Albany Road was started in mid-January 1898 and should, by the terms of the contract, have been completed by 10 July. In fact it was only completed on 16 September 1898. Officially opened a few months later on 1 December 1898, it was named after the Duchess of Albany following her visit to St. Thomas's Church in November 1898.  Its construction was in order to pump prime new life into Earlsdon which that had suffered from its earliest days from poor communication with Coventry. There were no direct roads and the shortest route was via a footpath (Earlsdon Jetty) that was the basis for Albany Road. The City Council had started to organise a road to Earlsdon in 1890 but was delayed through problems negotiating with local land owners.

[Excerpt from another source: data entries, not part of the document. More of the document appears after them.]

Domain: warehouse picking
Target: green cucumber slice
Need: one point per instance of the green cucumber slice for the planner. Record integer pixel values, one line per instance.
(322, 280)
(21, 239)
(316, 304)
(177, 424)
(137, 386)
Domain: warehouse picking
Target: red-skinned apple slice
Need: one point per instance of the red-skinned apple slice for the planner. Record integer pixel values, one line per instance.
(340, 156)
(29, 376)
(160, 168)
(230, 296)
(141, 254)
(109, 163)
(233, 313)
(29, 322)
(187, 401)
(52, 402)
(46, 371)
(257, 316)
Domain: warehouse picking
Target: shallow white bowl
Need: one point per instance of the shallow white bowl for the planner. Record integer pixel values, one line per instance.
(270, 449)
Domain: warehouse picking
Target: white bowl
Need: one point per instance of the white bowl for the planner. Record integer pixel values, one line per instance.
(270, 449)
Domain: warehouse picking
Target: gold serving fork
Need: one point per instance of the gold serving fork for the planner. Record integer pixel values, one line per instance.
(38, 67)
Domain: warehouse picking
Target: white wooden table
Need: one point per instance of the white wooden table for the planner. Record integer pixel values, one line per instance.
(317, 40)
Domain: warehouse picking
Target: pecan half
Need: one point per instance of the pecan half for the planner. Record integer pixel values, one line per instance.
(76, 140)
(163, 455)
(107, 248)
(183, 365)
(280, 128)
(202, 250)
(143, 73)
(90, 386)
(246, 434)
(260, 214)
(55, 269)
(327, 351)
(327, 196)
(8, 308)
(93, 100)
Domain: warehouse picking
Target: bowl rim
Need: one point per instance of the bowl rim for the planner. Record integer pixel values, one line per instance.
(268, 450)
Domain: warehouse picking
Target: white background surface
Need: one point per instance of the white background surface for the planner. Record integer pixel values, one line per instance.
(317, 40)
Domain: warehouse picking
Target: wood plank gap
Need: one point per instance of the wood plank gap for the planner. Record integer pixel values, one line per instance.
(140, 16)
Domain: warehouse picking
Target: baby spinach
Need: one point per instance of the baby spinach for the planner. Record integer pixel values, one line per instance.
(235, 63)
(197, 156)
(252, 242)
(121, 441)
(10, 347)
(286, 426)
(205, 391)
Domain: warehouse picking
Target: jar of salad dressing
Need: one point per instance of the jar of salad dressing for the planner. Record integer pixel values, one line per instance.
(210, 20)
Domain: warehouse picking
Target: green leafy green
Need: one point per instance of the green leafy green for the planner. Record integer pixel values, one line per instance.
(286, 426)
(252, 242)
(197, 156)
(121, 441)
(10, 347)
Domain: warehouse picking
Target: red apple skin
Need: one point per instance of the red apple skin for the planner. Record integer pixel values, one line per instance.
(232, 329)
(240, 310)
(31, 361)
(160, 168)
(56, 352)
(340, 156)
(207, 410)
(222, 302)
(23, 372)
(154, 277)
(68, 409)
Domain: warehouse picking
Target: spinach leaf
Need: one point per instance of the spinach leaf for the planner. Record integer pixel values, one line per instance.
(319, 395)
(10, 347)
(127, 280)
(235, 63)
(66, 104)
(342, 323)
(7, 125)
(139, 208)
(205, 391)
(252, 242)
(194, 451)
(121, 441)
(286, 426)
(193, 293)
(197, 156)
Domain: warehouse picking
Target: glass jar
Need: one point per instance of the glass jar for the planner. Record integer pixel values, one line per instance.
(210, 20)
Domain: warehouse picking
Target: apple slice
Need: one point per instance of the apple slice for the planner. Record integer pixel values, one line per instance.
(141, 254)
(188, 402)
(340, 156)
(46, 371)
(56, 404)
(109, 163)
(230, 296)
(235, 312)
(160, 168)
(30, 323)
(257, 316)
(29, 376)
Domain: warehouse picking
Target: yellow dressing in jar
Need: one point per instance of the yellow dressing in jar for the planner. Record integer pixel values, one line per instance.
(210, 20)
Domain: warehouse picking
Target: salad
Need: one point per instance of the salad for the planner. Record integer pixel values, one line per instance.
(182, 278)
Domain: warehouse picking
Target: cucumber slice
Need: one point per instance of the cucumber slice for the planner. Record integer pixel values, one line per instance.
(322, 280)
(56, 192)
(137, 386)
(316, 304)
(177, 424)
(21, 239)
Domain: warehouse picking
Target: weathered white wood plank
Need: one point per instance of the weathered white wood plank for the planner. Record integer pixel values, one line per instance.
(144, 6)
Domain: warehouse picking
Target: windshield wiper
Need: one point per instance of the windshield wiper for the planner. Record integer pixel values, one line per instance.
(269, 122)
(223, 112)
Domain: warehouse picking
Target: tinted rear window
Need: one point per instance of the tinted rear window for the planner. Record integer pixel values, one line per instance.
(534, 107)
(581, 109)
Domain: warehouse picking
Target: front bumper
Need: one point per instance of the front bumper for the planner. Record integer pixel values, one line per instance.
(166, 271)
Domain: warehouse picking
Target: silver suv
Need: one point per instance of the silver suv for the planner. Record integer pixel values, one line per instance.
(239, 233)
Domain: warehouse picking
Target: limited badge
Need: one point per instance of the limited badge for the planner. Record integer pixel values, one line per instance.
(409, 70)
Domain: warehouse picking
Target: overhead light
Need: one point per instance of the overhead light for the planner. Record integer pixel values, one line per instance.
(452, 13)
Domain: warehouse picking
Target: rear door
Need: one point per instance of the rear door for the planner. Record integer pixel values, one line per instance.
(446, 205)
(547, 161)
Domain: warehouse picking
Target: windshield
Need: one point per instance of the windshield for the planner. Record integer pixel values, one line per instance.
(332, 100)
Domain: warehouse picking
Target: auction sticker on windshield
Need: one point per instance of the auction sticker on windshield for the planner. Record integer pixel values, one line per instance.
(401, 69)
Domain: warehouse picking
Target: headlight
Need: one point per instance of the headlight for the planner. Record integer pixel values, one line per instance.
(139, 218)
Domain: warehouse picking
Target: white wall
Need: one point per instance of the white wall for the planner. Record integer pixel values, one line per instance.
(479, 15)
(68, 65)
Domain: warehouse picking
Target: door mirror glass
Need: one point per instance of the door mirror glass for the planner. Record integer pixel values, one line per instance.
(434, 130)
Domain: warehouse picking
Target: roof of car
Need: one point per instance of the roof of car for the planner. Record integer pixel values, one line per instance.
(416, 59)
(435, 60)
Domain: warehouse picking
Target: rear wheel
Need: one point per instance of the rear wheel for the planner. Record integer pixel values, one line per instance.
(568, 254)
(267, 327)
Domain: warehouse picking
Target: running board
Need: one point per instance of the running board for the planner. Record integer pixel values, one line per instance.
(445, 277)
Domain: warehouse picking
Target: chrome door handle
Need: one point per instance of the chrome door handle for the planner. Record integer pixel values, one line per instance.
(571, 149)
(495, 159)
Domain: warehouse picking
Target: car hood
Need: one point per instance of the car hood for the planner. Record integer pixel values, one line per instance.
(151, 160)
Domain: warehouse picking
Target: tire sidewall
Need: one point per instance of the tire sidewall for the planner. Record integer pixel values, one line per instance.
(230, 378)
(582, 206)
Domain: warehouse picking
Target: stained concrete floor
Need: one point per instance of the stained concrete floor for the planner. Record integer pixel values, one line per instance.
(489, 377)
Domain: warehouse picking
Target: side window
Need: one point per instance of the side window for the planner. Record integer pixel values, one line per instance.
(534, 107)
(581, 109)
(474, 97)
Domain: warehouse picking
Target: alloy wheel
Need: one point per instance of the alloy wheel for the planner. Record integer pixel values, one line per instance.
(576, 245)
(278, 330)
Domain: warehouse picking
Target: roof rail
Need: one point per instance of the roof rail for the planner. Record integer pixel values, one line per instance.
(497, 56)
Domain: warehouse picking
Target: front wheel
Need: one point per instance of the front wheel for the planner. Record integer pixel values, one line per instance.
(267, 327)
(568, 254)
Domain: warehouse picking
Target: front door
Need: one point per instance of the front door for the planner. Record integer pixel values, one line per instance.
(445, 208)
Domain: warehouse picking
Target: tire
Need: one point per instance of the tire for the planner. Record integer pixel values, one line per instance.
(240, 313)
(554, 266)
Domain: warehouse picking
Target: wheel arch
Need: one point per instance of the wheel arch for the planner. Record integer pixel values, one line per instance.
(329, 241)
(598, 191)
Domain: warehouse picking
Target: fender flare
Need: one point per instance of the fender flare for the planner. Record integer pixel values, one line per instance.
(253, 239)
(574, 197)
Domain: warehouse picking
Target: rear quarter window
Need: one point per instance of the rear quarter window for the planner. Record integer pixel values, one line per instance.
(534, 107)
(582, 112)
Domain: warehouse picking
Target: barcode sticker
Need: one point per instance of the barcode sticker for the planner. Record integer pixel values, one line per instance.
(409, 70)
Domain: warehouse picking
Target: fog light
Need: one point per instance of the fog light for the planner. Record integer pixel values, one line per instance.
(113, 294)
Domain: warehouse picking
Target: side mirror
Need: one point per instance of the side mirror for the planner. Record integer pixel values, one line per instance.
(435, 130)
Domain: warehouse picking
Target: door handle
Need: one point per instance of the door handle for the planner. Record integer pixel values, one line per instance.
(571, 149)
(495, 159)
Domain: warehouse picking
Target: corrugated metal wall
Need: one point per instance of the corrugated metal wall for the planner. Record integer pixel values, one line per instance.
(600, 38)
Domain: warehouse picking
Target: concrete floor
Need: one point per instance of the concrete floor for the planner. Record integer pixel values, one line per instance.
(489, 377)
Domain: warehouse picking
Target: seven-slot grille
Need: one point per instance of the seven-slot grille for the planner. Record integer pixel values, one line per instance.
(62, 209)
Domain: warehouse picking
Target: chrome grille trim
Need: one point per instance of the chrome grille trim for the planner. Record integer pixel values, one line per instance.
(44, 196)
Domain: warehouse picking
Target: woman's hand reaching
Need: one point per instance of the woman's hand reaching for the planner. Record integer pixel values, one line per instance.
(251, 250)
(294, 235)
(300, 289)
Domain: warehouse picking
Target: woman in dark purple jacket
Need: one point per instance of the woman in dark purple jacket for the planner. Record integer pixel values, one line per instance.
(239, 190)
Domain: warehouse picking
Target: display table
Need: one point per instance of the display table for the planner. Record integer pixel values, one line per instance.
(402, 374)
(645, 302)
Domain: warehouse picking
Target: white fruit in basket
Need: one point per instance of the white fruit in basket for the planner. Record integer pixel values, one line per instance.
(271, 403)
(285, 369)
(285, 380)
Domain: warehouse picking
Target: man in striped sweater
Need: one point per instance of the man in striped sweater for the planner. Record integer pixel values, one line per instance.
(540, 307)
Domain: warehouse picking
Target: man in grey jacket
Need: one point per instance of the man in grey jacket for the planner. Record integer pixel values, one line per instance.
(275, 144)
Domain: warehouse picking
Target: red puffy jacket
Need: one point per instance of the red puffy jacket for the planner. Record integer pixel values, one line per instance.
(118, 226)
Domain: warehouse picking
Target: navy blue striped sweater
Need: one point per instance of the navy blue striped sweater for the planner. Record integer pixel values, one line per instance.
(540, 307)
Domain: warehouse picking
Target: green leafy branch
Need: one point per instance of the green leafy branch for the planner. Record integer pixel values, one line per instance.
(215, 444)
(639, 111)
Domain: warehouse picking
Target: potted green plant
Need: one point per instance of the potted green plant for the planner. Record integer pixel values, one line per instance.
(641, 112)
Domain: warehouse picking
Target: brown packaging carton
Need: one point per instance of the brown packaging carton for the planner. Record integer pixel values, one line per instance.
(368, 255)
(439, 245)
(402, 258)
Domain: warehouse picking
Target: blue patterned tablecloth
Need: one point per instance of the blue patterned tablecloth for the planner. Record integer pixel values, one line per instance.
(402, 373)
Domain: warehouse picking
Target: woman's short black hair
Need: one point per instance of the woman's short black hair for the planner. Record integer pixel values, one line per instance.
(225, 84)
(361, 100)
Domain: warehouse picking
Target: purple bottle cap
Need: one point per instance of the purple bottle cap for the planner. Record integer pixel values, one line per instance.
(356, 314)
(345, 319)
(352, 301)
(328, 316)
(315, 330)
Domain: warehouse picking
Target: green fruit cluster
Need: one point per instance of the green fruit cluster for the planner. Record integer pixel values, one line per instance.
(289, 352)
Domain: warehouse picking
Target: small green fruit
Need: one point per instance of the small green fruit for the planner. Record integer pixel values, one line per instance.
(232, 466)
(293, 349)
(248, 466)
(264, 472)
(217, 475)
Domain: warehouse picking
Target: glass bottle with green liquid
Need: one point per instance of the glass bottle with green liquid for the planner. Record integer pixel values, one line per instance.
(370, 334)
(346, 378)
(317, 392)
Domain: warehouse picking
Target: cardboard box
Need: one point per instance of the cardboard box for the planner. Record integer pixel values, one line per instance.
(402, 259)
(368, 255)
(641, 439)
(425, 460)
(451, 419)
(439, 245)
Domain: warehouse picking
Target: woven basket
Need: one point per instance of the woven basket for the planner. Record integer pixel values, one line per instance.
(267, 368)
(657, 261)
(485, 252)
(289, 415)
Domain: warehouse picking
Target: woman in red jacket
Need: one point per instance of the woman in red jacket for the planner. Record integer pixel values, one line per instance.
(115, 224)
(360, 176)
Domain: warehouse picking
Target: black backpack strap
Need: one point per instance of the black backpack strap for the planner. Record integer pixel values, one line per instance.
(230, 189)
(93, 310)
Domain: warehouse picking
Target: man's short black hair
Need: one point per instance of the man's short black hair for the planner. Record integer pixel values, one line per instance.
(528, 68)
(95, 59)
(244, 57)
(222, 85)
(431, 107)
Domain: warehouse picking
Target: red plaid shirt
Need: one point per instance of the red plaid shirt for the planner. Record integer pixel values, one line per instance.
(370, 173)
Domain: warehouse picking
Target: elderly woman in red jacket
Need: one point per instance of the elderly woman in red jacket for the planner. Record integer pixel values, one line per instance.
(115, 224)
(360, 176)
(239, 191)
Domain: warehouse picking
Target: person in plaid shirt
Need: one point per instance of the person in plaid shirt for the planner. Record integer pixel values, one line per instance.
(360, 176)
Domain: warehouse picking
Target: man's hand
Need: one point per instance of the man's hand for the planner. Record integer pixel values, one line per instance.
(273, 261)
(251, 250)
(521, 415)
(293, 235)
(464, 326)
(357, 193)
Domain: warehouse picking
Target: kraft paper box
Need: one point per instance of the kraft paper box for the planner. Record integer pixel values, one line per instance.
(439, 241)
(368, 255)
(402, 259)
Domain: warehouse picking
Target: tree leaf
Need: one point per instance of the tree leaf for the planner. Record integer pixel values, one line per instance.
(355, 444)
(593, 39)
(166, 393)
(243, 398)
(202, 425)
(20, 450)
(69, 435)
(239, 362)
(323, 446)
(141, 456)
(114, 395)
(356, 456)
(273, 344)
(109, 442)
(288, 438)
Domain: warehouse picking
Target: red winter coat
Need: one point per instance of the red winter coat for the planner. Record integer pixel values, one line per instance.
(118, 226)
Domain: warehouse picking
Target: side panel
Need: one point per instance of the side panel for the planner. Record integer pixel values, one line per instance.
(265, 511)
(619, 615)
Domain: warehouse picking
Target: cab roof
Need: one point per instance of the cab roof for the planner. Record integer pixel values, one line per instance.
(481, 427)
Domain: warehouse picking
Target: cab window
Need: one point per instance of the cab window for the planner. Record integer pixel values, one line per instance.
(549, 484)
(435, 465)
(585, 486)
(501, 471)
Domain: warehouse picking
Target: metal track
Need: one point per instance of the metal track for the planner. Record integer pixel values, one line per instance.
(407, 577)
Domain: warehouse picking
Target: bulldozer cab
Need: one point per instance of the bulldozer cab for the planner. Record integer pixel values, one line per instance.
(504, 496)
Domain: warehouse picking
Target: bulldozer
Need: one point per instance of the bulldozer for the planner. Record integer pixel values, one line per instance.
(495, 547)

The new road made the creation of a tram service possible. This started in March 1905 which further increased the interest in Earlsdon as a suburb. Developers needed no encouragement to feed a building boom in the area during the years leading up to the First World War. 

Albany Road
Further development of Albany Road following the First World War

This view of Albany Road is taken part way down from the centre of Earlsdon, looking towards the Butts. Trams are still passing up and down this road but other motor traffic is now beginning to be a more common sight. The Edwardian terraces have been joined by later additions from the 1920s on the left-hand side of the road, filling the few gaps that are left. The blinds on shop fronts and the shadows suggest sunny weather at midday. This busy road displays first signs of the moving and parked motor traffic that blights modern day Earlsdon, but a couple of bicycles and a horse drawn van still remind us of the relatively peaceful time of less than a decade earlier.